Plus qu’une édition limitée, la collaboration annoncée entre The Balvenie et Daniel Arsham interroge la manière dont le luxe contemporain met en scène ses savoir-faire. Au centre du projet : cinq gestes fondateurs de la distillation écossaise et une même fascination pour la transformation de la matière par le temps.
Dans l’univers du whisky, le temps est généralement évoqué en années de vieillissement. Chez The Balvenie, il prend une forme plus concrète. Celle d’un bâtiment consacré au maltage traditionnel, toujours en activité depuis 1931. Celle d’ateliers où travaillent encore des tonneliers et des chaudronniers. Celle, enfin, d’une chaîne de production qui conserve des opérations abandonnées depuis longtemps par une grande partie de l’industrie écossaise.
C’est précisément cette dimension artisanale que la Maison écossaise choisit aujourd’hui de placer au cœur de son partenariat avec Daniel Arsham.
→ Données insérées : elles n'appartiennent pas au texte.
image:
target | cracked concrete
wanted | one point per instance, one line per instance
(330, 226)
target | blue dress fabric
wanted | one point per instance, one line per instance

Baptisé The Dawn of Our Spirit, le programme s’articule autour de cinq savoir-faire que The Balvenie considère comme constitutifs de son identité : la culture de l’orge, la tonnellerie, le maltage traditionnel au sol, le travail des alambics en cuivre et l’intuition du maître de chai. Ces métiers serviront de point de départ à une série d’œuvres, d’expériences immersives et à plusieurs éditions limitées inspirées de ces gestes de production.
Le choix d’Arsham apparaît moins évident qu’il n’y paraît. L’artiste américain ne vient pas du monde des spiritueux mais de celui de la sculpture, de l’architecture et de la performance. Depuis plusieurs années, son travail consiste à imaginer des objets comme s’ils avaient traversé les siècles. Téléphones, automobiles ou instruments de musique deviennent chez lui des vestiges d’un futur déjà disparu. Une démarche qui interroge moins l’objet lui-même que sa capacité à conserver une mémoire.
Cette approche trouve un écho naturel dans l’univers du whisky. Car un single malt n’est jamais seulement un liquide. Il est aussi l’archive d’un lieu, d’une récolte, d’un bois, d’un climat et d’une succession de décisions humaines. Le communiqué évoque d’ailleurs un dialogue autour du « temps, de la transmission, de la rareté et de la matérialité », des notions qui appartiennent autant à l’atelier de l’artiste qu’aux chais de vieillissement.
Détail
Le Home Floor Maltings de The Balvenie occupe une place centrale dans cette collaboration. En activité depuis 1931 et demeuré pratiquement intact, il constitue l’un des derniers exemples de maltage traditionnel au sol encore exploités par une distillerie écossaise.
La déclaration de Kelsey McKechnie, gardienne du style de la distillerie, mérite d’être retenue pour ce qu’elle révèle de l’évolution du secteur. Elle ne parle ni de rareté ni de prestige, mais d’« artisanat », d’« innovation » et de « transmission ». Trois notions qui deviennent aujourd’hui des instruments de différenciation culturelle autant que des réalités techniques.
Au fond, cette collaboration raconte moins l’avenir d’une collection que celui du luxe lui-même. À mesure que les objets deviennent accessibles à l’image, les gestes qui les produisent acquièrent une valeur nouvelle. Dans cette économie de l’attention, le savoir-faire n’est plus seulement un argument de fabrication. Il devient un patrimoine à interpréter, à exposer et parfois à transformer en œuvre.
C’est peut-être là que se situe le véritable intérêt de The Dawn of Our Spirit : non dans la bouteille à venir, mais dans la tentative de faire dialoguer deux formes de mémoire matérielle, celle du whisky et celle de l’art contemporain.